Pero siguió luchando y, de repente, su cabeza rompió la superficie del agua.

Aspiró una desesperada bocanada de aire y miró hacia arriba. Lo que vieron sus ojos fue una imagen tan asombrosa que tenía que tratarse de una alucinación: un caballo blanco con la crin en llamas se precipitaba hacia el agua. Chocó contra su superficie con un espectacular chapoteo, pero logró levantar por un momento la cabeza; sólo entonces pudo distinguir que uno de sus lados estaba abrasado. El agua había apagado las llamas, pero el pobre animal, herido de muerte, no tardó mucho en hundirse.

A su espalda, una luz anaranjada iluminaba el agua con destellos infernales. Se giró y vio como la cubierta de la nao caballeriza era recorrida por una ola de fuego. Un denso humo negro se elevó en el aire, extendiendo un grasiento velo que eclipsaba las estrellas. Hombres y caballos saltaban por la borda envueltos en llamas. El fuego envolvía las velas y las llamas se abalanzaban fieramente hacia el cielo, creando un remolino de chispas y trozos de lona ardientes, que subían y se retorcían como en un embudo. Un seco estampido sacudió el aire y derribó el mástil mayor, lanzando una lluvia de astillas incandescentes sobre las negras aguas que rodeaban al navío, mientras una bola de fuego surgía de cada tronera abierta en el casco.

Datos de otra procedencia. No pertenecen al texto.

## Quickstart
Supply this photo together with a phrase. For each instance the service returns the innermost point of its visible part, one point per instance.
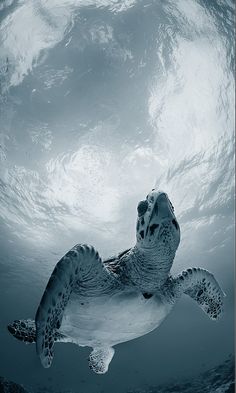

Las llamas habían alcanzado al fin la pólvora de la santabárbara. Y Cèleste comprendió que Annia y sus compañeras habían quedado atrapadas en la bodega, sin salvación posible mientras la nave se transformaba en una antorcha.

Siguieron más explosiones encadenadas, que lanzaron por los aires la tablazón de la cubierta, mientras otro de los mástiles se derrumbaba escupiendo chispas en todas direcciones. Una especie de hongo de fuego, que se elevó en medio de una columna de humo negro y alcanzó una altura impresionante, iluminando el mar a gran distancia.

Mientras contemplaba este espectáculo estremecedor, no dejaba de agitar las piernas para mantenerse a flote, pero las sentía cada vez más entumecidas por el frío, y el mar parecía seguir tirando firmemente de ella hacia el fondo.

Una tabla desprendida del casco flotaba cerca, con una cresta de llamas aún ardiendo en su superficie. Le dio la vuelta a la tabla para extinguir el fuego, y se abrazó a aquel madero salvador, decidida a esperar a que alguien acudiera en su ayuda.